It may require a miracle, but I am certain “prayer can bring miracles to our marriages”.  However, if you are praying for God to change your partner, then I have little hope. God honors our agency and so He does not generally change others against their will. However, He can and will change you if you let Him and frequently, when one person changes, the relationship changes.
For example, in our marriage I've noticed that when I improve my behavior, our relationship improves. There are some caveats to this that involve trust issues. It takes time to build trust, but a good marriage covenant will help give you more time to learn and grow in the marriage.
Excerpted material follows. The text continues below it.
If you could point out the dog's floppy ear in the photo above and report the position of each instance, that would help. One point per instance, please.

For those who are cohabiting because you are afraid of divorce. I know there is pain in marriage and in divorce. But isn’t there also pain in cohabiting? And isn’t there pain and loneliness in living singly? Aren’t we always going to experience pain in our lives? So why not learn how to handle and manage the pain in marriage? Why not learn how to make little improvements in our marriage over time?
God can help us do this, if we’re humble and willing to learn from Him. With His help, there are skills we can learn and master. There are virtues we can acquire and develop that can make marriage become “more an exultant ecstasy than the human mind can conceive.”  Our Heavenly Father would love to help us acquire these skills. He would love to heal us if we would let Him.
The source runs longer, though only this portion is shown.